There are provisions in both countries’ laws that stipulate that upper-tier parties may only hold payments for substantial issues. They must deliver written notice to the contractor or supplier on the lower tier before the payment due date. These notices must include instructions on how the problem can be remedied as well.

In both countries, interest accrues past the payment due date. The interest rate charged on late payments is set on a federal level. While the contract between two parties can stipulate an interest rate in the contract, it cannot be lower than the federal rate.

What does Canada consider proper invoices?

Canada’s law spells out some of the features of a proper invoice, though each contract will have its own provisions, and those are the ones that need to be met. Only the prime contractor is required to submit an invoice meeting these requirements.

Under Canada’s prompt payment law, proper invoices must contain at least the following information:

  • Contractor’s name and address
  • Invoice date, and date range the invoice covers
  • Name of federal authority purchasing the work
  • Quantity and description of the materials or work provided
  • Total amount due and payment terms
  • Mailing address and phone number of the person to send payments to
  • Any other requirements specified by the contract

Impact on general contractors

The law will likely create a bit more work for general contractors initially, as they make sure their systems are set up with the correct payment due dates. They need to ensure that they notify subs and suppliers promptly when their work or materials are in dispute.

Their invoices must also be set up to include all the information required by each agency they work with, and each set of contract terms. Reading the fine print in the contract is going to be more important than ever.

In the end, any stress of additional work will likely be far outweighed by the benefit of faster payments and improved cash flow.

When will it take effect?

While the law received “royal assent” in June 2019, it isn’t exactly clear when Canada’s new prompt payment law will actually take effect. There is some question about whether contracts will be grandfathered into the payment provisions from before the act, or if all contracts will be required to transfer to the new payment terms at some point.

There also is the task of setting up the system that is going to adjudicate issues with prompt payment under the act. Some sources say it could be another year or two until the act is officially implemented.
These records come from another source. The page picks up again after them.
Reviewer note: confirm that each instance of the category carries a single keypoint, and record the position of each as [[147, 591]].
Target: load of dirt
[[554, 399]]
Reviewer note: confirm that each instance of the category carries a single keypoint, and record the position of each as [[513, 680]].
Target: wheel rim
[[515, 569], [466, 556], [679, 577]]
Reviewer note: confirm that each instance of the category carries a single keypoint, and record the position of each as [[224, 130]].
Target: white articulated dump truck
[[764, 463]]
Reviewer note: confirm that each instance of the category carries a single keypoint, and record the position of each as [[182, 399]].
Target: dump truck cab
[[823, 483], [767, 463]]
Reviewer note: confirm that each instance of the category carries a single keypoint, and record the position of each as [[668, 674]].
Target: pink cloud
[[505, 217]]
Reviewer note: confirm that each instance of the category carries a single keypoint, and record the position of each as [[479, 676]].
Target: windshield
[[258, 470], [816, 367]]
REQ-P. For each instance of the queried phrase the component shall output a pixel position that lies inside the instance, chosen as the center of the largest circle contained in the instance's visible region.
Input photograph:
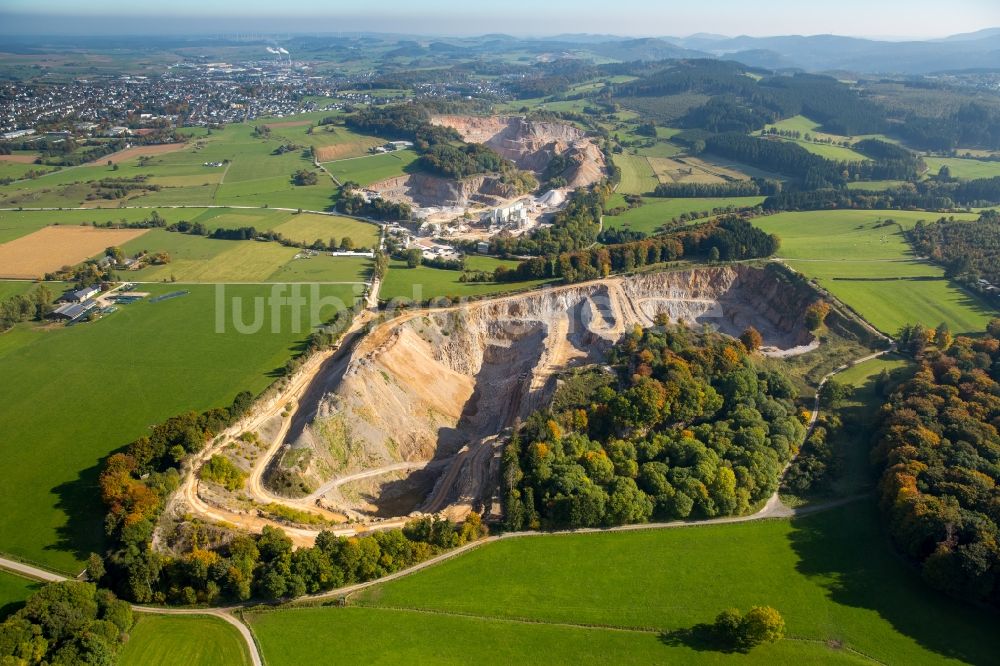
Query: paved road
(224, 614)
(773, 509)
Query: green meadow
(195, 640)
(306, 228)
(965, 169)
(638, 176)
(636, 597)
(255, 173)
(72, 395)
(866, 262)
(655, 212)
(371, 169)
(424, 282)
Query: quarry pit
(415, 423)
(531, 145)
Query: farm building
(79, 295)
(73, 311)
(17, 134)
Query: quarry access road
(772, 510)
(467, 473)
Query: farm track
(466, 476)
(772, 509)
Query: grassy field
(72, 395)
(368, 170)
(858, 258)
(661, 148)
(306, 228)
(831, 575)
(857, 474)
(638, 176)
(424, 282)
(324, 268)
(832, 152)
(13, 591)
(384, 636)
(200, 259)
(656, 212)
(963, 168)
(255, 173)
(875, 185)
(191, 640)
(10, 288)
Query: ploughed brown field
(19, 159)
(51, 248)
(139, 151)
(343, 150)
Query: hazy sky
(882, 18)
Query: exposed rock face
(422, 386)
(531, 145)
(427, 190)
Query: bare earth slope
(412, 425)
(531, 145)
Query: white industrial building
(515, 214)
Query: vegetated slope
(421, 388)
(532, 145)
(832, 577)
(940, 443)
(687, 426)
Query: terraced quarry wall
(425, 394)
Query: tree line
(25, 307)
(729, 238)
(966, 250)
(688, 427)
(136, 483)
(352, 203)
(926, 195)
(938, 443)
(71, 622)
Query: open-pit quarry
(409, 416)
(530, 145)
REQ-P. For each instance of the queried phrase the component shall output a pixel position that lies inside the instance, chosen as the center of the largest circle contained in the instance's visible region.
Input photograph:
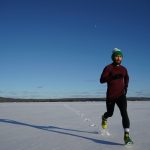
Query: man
(116, 77)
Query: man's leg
(110, 109)
(110, 104)
(122, 104)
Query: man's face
(118, 59)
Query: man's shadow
(59, 130)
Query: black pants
(122, 104)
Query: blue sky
(58, 49)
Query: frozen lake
(70, 126)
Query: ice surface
(70, 126)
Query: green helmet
(115, 52)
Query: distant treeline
(4, 99)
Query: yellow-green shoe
(127, 139)
(104, 123)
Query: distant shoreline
(4, 99)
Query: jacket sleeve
(126, 81)
(105, 76)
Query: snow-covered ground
(70, 126)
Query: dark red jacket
(117, 80)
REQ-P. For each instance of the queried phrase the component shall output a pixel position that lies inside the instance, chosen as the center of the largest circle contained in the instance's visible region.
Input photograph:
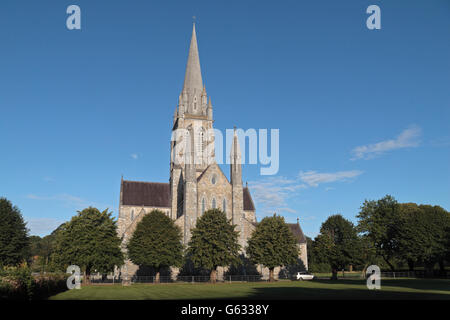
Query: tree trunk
(442, 265)
(334, 274)
(389, 264)
(429, 266)
(411, 265)
(87, 275)
(157, 276)
(213, 275)
(271, 277)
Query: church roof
(157, 194)
(248, 201)
(298, 232)
(149, 194)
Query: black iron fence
(109, 279)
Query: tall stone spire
(193, 77)
(236, 181)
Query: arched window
(200, 146)
(203, 205)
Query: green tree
(272, 244)
(14, 242)
(214, 242)
(379, 221)
(338, 243)
(89, 240)
(156, 243)
(435, 222)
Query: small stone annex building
(196, 181)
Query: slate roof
(149, 194)
(157, 194)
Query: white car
(304, 275)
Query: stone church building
(196, 182)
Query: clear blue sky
(361, 113)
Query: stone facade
(196, 181)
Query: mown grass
(280, 290)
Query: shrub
(18, 283)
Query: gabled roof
(149, 194)
(298, 232)
(248, 201)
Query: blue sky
(361, 113)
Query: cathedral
(196, 183)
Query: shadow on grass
(341, 291)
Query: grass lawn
(281, 290)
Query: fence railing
(169, 279)
(109, 279)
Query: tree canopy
(214, 242)
(156, 242)
(379, 221)
(14, 242)
(338, 243)
(272, 244)
(90, 241)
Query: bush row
(19, 284)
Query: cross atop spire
(193, 77)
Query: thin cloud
(42, 226)
(314, 178)
(271, 194)
(406, 139)
(66, 199)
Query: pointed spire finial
(193, 77)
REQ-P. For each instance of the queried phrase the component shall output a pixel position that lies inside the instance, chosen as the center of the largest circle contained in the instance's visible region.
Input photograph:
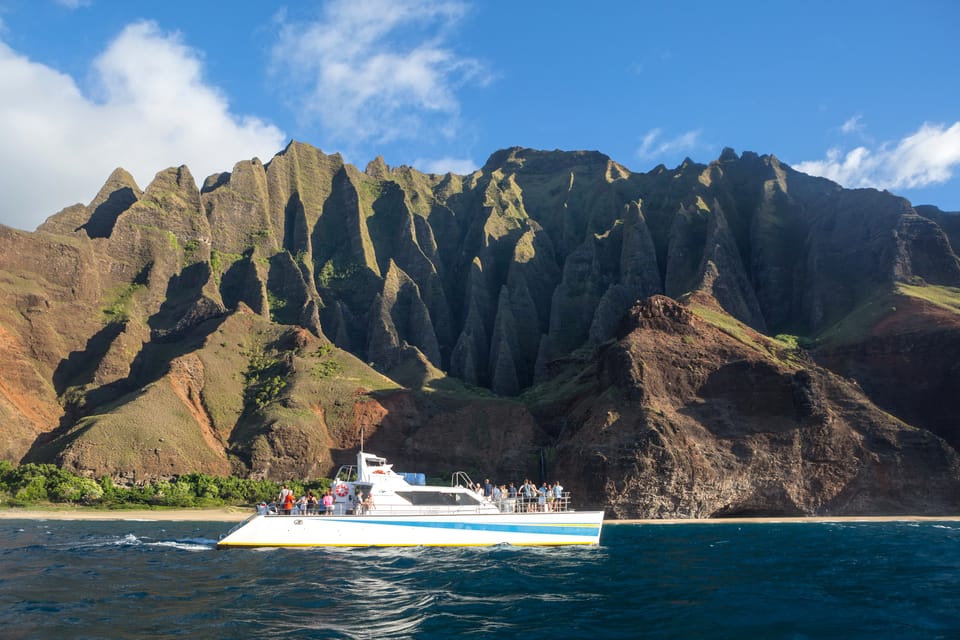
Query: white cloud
(151, 110)
(852, 125)
(925, 157)
(458, 166)
(378, 70)
(653, 146)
This leaves contractors wondering when they need to be ready to comply with the new provisions.

The big question: Will contractors actually use it?

It has taken quite some time for Canada’s government to catch up with the US in recognizing slow payment in construction as an issue worth regulating.  It is still unclear exactly when the provisions will go into effect – and what will happen to current contracts at that time.

The US Prompt Payment Act has been in effect for decades, but it’s still one of the most misunderstood and least-used remedies for slow payment in construction. Many contractors on government projects still rely on more well-known remedies, like bond claims.